7921.fb2
- В своих показаниях вы дважды произнесли "комната моей дочери и зятя". И вообще, вы называете сперва дочь, а потом зятя.
- Да, это так.
- Почему?
- Потому что дочь - моя дочь, а комната эта ее, дочери, а он перебрался к нам после того, как стал ее мужем.
- Так. Понятно.
- Что значит - понятно! - взорвался Саларидзе. - А как, по-вашему, я должен называть комнату в моем доме - "комната зятя"?! Это, по-вашему, было бы правильнее?!
- Было бы правильнее назвать так: "их комната".
Саларидзе вздохнул.
- Еще вопрос. Вы сказали государственному обвинителю, что крикнули зятю: "Убирайся Из моего дома!" Так?
- Да, так!
- Тем самым вы намекнули своему зятю на то, что он живет не в собственном, а в чужом, то есть в вашем, доме?

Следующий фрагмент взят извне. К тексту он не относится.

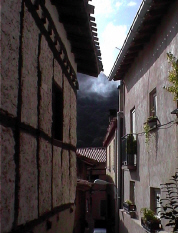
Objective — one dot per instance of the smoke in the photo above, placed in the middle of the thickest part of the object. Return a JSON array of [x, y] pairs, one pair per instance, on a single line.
[[95, 97], [96, 86]]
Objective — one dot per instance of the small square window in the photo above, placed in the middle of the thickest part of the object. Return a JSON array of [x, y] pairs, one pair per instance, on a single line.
[[57, 112], [155, 196], [132, 191], [153, 103]]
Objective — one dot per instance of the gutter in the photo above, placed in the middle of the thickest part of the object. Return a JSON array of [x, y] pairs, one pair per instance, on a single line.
[[144, 8]]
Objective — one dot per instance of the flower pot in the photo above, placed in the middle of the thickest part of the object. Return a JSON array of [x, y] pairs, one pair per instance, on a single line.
[[129, 207], [152, 122], [151, 225]]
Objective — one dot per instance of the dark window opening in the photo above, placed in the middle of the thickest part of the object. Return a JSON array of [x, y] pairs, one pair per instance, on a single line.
[[103, 208], [57, 112], [153, 103]]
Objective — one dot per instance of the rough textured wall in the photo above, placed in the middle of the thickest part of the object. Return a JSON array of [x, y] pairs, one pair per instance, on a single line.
[[111, 172], [46, 68], [73, 120], [29, 70], [57, 174], [65, 176], [73, 177], [10, 16], [61, 222], [45, 169], [28, 194], [38, 178], [7, 178], [57, 73], [150, 70]]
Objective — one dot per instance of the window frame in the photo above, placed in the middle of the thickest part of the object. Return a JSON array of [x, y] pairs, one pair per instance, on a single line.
[[154, 204], [132, 191], [57, 117], [153, 103]]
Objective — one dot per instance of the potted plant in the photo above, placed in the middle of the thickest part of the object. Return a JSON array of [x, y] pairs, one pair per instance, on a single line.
[[148, 125], [152, 121], [131, 144], [129, 206], [149, 221]]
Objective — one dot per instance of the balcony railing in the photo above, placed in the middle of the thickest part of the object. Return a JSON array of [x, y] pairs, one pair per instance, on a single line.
[[129, 151]]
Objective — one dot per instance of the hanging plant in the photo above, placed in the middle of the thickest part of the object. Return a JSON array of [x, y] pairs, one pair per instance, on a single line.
[[173, 76], [146, 130]]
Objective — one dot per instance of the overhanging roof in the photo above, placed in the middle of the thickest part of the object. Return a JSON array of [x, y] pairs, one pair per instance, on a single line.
[[88, 161], [144, 25], [82, 33], [83, 185]]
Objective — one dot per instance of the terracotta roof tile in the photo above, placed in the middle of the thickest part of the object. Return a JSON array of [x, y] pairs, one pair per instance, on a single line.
[[97, 153]]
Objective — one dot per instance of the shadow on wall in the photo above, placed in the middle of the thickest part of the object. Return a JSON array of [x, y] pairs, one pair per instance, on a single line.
[[153, 50]]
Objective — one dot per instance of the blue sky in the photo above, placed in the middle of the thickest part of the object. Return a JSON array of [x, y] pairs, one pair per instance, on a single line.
[[113, 19]]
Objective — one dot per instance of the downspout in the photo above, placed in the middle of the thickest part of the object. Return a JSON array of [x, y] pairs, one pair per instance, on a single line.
[[144, 7]]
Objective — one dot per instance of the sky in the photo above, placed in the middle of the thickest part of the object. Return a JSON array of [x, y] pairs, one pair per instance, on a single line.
[[113, 19]]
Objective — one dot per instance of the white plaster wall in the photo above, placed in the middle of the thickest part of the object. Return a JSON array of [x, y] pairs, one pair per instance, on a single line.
[[111, 172], [61, 31], [156, 163]]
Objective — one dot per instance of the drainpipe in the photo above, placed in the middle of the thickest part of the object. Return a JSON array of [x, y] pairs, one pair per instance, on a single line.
[[144, 7]]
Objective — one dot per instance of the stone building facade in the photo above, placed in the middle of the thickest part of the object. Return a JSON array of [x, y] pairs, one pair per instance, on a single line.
[[143, 68], [40, 60]]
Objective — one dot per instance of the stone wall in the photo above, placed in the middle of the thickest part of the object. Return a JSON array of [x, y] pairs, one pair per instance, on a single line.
[[38, 173], [156, 161]]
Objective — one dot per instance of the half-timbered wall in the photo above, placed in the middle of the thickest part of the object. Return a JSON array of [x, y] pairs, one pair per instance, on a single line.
[[38, 172]]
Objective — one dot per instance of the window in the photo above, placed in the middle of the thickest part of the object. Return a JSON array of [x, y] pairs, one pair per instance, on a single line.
[[155, 205], [57, 112], [114, 156], [103, 208], [132, 122], [109, 158], [153, 103], [132, 191]]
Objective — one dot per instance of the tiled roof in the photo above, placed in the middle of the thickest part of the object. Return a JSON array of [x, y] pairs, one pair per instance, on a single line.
[[97, 153], [89, 161]]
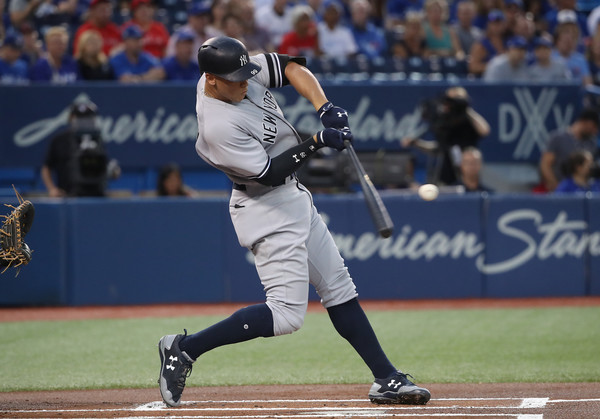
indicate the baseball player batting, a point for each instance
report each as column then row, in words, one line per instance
column 243, row 132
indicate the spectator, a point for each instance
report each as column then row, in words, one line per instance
column 396, row 11
column 13, row 70
column 170, row 182
column 513, row 12
column 303, row 39
column 578, row 170
column 466, row 32
column 565, row 11
column 567, row 35
column 369, row 39
column 22, row 11
column 183, row 65
column 580, row 135
column 411, row 43
column 253, row 34
column 335, row 40
column 455, row 126
column 134, row 65
column 218, row 9
column 156, row 35
column 76, row 162
column 32, row 45
column 440, row 37
column 275, row 19
column 56, row 66
column 471, row 163
column 198, row 23
column 491, row 45
column 484, row 7
column 92, row 62
column 547, row 68
column 510, row 66
column 593, row 58
column 99, row 19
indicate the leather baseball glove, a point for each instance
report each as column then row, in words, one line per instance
column 14, row 252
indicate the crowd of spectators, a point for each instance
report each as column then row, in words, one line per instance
column 62, row 41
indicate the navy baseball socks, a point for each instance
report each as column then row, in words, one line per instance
column 178, row 352
column 394, row 387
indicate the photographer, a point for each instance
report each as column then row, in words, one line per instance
column 78, row 158
column 455, row 126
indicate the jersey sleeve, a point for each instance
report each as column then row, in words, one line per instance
column 273, row 68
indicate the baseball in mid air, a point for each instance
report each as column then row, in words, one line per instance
column 428, row 192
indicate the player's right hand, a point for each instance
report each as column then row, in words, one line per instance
column 333, row 116
column 333, row 138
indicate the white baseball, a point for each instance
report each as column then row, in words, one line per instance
column 428, row 192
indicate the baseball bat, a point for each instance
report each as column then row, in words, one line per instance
column 378, row 211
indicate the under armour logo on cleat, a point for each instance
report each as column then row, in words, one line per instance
column 172, row 359
column 394, row 384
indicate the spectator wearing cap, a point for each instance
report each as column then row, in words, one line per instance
column 302, row 40
column 565, row 12
column 199, row 13
column 580, row 135
column 369, row 39
column 56, row 66
column 335, row 39
column 156, row 35
column 182, row 65
column 92, row 62
column 491, row 45
column 466, row 32
column 547, row 68
column 274, row 18
column 99, row 19
column 13, row 70
column 396, row 11
column 510, row 66
column 133, row 64
column 566, row 48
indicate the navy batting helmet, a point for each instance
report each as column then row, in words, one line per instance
column 226, row 58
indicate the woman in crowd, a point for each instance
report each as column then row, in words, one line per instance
column 93, row 64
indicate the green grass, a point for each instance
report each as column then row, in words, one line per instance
column 496, row 345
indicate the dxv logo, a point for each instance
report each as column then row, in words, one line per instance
column 525, row 122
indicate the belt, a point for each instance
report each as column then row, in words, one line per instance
column 242, row 187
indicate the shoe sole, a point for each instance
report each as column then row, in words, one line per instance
column 414, row 397
column 164, row 343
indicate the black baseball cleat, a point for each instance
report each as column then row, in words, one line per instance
column 397, row 389
column 175, row 367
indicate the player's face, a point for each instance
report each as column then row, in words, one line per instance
column 227, row 91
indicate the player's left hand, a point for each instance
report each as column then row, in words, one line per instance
column 333, row 116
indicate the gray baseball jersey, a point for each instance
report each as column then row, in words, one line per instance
column 280, row 225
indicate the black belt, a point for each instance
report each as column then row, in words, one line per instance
column 241, row 187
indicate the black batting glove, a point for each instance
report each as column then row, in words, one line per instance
column 333, row 138
column 333, row 116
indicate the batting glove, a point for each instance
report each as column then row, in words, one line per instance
column 334, row 138
column 333, row 116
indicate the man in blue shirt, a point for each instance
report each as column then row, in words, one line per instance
column 369, row 39
column 13, row 70
column 133, row 65
column 182, row 65
column 56, row 66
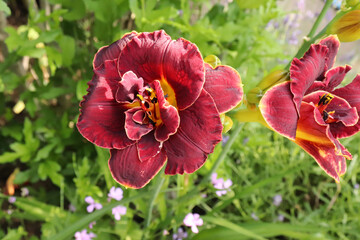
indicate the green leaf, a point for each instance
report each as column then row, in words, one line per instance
column 22, row 150
column 9, row 157
column 81, row 88
column 15, row 234
column 5, row 8
column 67, row 45
column 240, row 230
column 49, row 169
column 53, row 92
column 44, row 152
column 250, row 4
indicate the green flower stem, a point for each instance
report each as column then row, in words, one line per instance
column 159, row 183
column 310, row 39
column 249, row 115
column 68, row 232
column 195, row 191
column 305, row 46
column 224, row 152
column 320, row 18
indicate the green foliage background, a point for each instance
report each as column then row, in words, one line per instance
column 45, row 64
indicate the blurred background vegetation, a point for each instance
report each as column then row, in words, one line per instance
column 46, row 53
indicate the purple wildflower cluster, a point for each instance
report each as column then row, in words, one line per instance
column 118, row 211
column 220, row 184
column 193, row 220
column 84, row 235
column 181, row 234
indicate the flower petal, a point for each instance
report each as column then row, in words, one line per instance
column 135, row 130
column 351, row 94
column 154, row 56
column 112, row 51
column 304, row 71
column 168, row 114
column 129, row 86
column 183, row 69
column 333, row 44
column 148, row 147
column 333, row 78
column 200, row 130
column 129, row 171
column 223, row 83
column 102, row 119
column 343, row 111
column 144, row 55
column 318, row 141
column 278, row 110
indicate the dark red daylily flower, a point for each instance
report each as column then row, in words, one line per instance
column 153, row 100
column 311, row 112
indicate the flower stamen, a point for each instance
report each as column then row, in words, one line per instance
column 323, row 103
column 149, row 104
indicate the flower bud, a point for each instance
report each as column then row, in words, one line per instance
column 347, row 27
column 226, row 122
column 212, row 60
column 351, row 3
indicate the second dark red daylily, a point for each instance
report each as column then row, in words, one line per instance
column 311, row 112
column 153, row 101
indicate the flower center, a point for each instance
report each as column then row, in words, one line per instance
column 323, row 104
column 150, row 105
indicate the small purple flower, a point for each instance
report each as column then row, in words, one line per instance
column 91, row 225
column 25, row 192
column 12, row 199
column 253, row 215
column 92, row 204
column 224, row 186
column 220, row 184
column 277, row 199
column 118, row 212
column 83, row 235
column 165, row 232
column 301, row 5
column 225, row 139
column 72, row 208
column 116, row 193
column 180, row 234
column 336, row 4
column 193, row 220
column 213, row 178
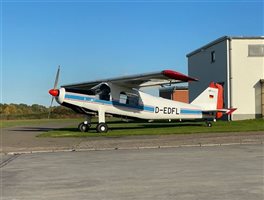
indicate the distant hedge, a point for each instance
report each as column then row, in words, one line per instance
column 35, row 111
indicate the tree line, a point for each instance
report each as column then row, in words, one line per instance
column 35, row 111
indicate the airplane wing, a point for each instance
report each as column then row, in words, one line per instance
column 138, row 81
column 219, row 112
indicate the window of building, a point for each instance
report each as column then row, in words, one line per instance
column 256, row 50
column 212, row 56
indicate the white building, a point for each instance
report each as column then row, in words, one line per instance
column 238, row 64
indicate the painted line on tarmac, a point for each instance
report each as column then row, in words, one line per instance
column 129, row 148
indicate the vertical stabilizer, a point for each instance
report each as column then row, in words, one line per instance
column 211, row 98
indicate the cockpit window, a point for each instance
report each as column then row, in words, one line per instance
column 102, row 91
column 129, row 98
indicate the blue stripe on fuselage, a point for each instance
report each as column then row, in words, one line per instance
column 191, row 112
column 114, row 103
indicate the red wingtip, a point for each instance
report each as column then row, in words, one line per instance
column 54, row 92
column 178, row 76
column 231, row 110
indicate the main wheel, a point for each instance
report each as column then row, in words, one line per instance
column 102, row 128
column 208, row 124
column 83, row 127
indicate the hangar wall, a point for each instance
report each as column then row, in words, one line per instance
column 245, row 74
column 237, row 63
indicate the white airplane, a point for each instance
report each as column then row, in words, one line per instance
column 122, row 97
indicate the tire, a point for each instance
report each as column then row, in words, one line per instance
column 83, row 127
column 208, row 124
column 102, row 128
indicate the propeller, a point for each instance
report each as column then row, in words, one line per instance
column 54, row 92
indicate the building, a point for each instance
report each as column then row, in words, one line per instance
column 179, row 93
column 238, row 64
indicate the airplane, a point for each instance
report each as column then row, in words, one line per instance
column 122, row 96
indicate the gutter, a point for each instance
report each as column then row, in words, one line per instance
column 262, row 96
column 229, row 76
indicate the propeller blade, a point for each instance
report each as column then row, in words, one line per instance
column 57, row 78
column 51, row 103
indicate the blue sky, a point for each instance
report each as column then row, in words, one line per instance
column 102, row 39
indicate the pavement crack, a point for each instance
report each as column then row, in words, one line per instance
column 7, row 161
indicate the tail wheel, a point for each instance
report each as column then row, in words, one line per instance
column 83, row 127
column 102, row 128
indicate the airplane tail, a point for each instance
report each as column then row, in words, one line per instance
column 211, row 99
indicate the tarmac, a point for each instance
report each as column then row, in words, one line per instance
column 194, row 166
column 22, row 139
column 232, row 172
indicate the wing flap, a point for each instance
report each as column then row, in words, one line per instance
column 138, row 81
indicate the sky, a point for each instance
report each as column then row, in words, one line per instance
column 103, row 39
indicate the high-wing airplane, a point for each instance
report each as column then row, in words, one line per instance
column 122, row 97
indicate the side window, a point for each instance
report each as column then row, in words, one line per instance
column 129, row 99
column 123, row 98
column 212, row 56
column 104, row 92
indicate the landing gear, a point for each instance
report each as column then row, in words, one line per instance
column 102, row 128
column 208, row 124
column 84, row 127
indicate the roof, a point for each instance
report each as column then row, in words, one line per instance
column 172, row 88
column 221, row 39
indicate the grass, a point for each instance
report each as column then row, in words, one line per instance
column 118, row 129
column 12, row 123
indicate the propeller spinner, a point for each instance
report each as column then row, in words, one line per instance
column 54, row 92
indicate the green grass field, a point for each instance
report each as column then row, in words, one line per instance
column 12, row 123
column 118, row 128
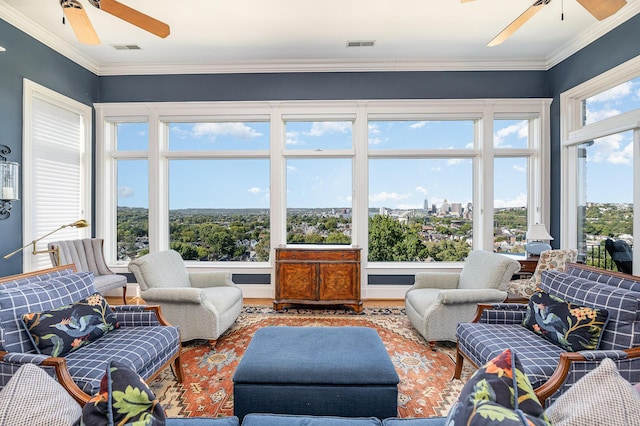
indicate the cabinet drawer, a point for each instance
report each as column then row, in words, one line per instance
column 318, row 255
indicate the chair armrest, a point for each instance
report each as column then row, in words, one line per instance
column 174, row 295
column 500, row 313
column 13, row 361
column 210, row 279
column 444, row 280
column 574, row 365
column 139, row 315
column 472, row 295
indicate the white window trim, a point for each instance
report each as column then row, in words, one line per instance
column 358, row 111
column 573, row 132
column 31, row 91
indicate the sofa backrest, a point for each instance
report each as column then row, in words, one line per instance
column 37, row 296
column 616, row 279
column 622, row 330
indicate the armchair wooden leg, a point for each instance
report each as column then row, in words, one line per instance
column 459, row 361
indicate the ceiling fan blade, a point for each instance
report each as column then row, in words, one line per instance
column 518, row 22
column 79, row 21
column 133, row 16
column 602, row 9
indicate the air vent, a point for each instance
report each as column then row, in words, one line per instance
column 361, row 43
column 126, row 46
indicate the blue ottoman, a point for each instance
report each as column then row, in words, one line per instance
column 322, row 371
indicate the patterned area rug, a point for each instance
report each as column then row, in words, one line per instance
column 426, row 386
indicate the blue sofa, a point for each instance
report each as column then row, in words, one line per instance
column 551, row 369
column 144, row 340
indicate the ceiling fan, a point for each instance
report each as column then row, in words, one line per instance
column 84, row 31
column 600, row 9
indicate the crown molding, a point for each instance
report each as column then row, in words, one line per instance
column 41, row 34
column 593, row 33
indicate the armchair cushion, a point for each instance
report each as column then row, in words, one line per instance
column 498, row 393
column 123, row 398
column 571, row 326
column 58, row 331
column 32, row 397
column 600, row 397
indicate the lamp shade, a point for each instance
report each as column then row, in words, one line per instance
column 9, row 180
column 538, row 232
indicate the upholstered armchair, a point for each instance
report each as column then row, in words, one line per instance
column 550, row 260
column 203, row 304
column 438, row 301
column 88, row 256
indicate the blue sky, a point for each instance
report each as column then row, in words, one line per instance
column 393, row 183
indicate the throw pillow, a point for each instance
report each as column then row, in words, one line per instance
column 32, row 397
column 569, row 326
column 498, row 393
column 124, row 398
column 600, row 397
column 57, row 332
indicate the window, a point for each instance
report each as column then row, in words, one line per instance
column 600, row 170
column 57, row 182
column 410, row 182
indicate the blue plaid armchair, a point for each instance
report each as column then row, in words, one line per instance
column 551, row 369
column 144, row 340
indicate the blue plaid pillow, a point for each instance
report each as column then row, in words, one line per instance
column 57, row 332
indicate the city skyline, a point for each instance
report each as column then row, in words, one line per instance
column 393, row 183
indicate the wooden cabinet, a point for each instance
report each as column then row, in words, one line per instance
column 318, row 277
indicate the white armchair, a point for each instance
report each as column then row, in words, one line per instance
column 203, row 304
column 438, row 301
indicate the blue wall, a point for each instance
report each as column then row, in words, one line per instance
column 27, row 58
column 30, row 59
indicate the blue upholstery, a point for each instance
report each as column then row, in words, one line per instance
column 141, row 341
column 499, row 327
column 316, row 371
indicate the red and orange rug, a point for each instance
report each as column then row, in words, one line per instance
column 426, row 386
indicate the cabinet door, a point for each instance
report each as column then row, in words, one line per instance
column 338, row 281
column 297, row 281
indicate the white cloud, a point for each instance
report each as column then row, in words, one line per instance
column 519, row 129
column 519, row 201
column 212, row 130
column 388, row 196
column 320, row 128
column 125, row 192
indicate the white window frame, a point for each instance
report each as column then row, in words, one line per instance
column 33, row 91
column 573, row 133
column 359, row 111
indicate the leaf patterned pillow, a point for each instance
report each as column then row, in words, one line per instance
column 498, row 393
column 124, row 398
column 572, row 327
column 57, row 332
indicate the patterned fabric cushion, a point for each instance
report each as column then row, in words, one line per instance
column 570, row 326
column 601, row 397
column 124, row 398
column 32, row 397
column 482, row 342
column 621, row 331
column 61, row 330
column 34, row 297
column 498, row 393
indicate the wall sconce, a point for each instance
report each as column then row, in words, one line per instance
column 538, row 240
column 9, row 182
column 77, row 224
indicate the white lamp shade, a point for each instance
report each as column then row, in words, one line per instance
column 538, row 232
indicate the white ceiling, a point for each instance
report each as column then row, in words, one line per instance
column 306, row 35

- Это он знал без моих намеков!
- Значит, в чужом доме, да?
- Пока я жив, мой дом будет называться моим домом! А после моей смерти... - Саларидзе вдруг осекся, поняв, что сказал нечто глупое и ненужное... А заседатель, не дав ему опомниться, продолжал с видом победителя:
- А не кажется ли вам, Саларидзе, что такая ваша позиция послужила причиной пьянства и хамского, как вы говорите, поведения вашего зятя?
- Нет, не кажется! - упрямо ответил Саларидзе.
- Что же в таком случае? Может, друзья?
- Нет!
- Женщины?
- Нет!
- Может, он завел любовницу?
- Нет!
- Перестал заботиться о семье?
- Нет!
- Что же тогда, что?
- Деньги!
- Что? - лицо Гоголадзе перекосилось от удивления.
- Деньги!
- Ничего не понимаю...
- Год тому назад мой зять был отличным парнем, уважительным, спокойным, что называется, тише воды, ниже травы... Но вот однажды он вернулся домой навеселе, стал посреди комнаты с несколько смущенным, но вместе с тем победоносным видом и небрежно бросил на стол пачку двадцатипятирублевок.
- Что это? - спросила дочь.
- Моя доля! - ответил зять. Дочь унесла деньги в свою комнату.
- Откуда это? - спросил я.
- Из тигриного зада! Так он и ответил мне, уважаемый народный заседатель! - обернулся Саларидзе к Гоголадзе. Тот промолчал. - Вот с того дня и началось крушение нашей семьи... Спустя неделю зять выразил во время обеда недовольство, что за столом нет хашламы*. Потом он как-то заявил, что плевал на такую семью, где в подвале не сыщется хотя бы тонна вина, дюжина ящиков "Боржоми", две дюжины пльзенского пива да сотня сушеной воблы. В следующий раз, когда он снова принес деньги и я опять спросил откуда они, он по-прежнему сослался на тигриный зад и добавил, что я только напрасно занимаю свое место на работе и что вообще мое поколение не умеет жить.
_______________
* Х а ш л а м а - мясное блюдо.
- Минуточку! - прервал подсудимого председатель. - А спрашивала ли ваша дочь у мужа, где и как он добывает деньги?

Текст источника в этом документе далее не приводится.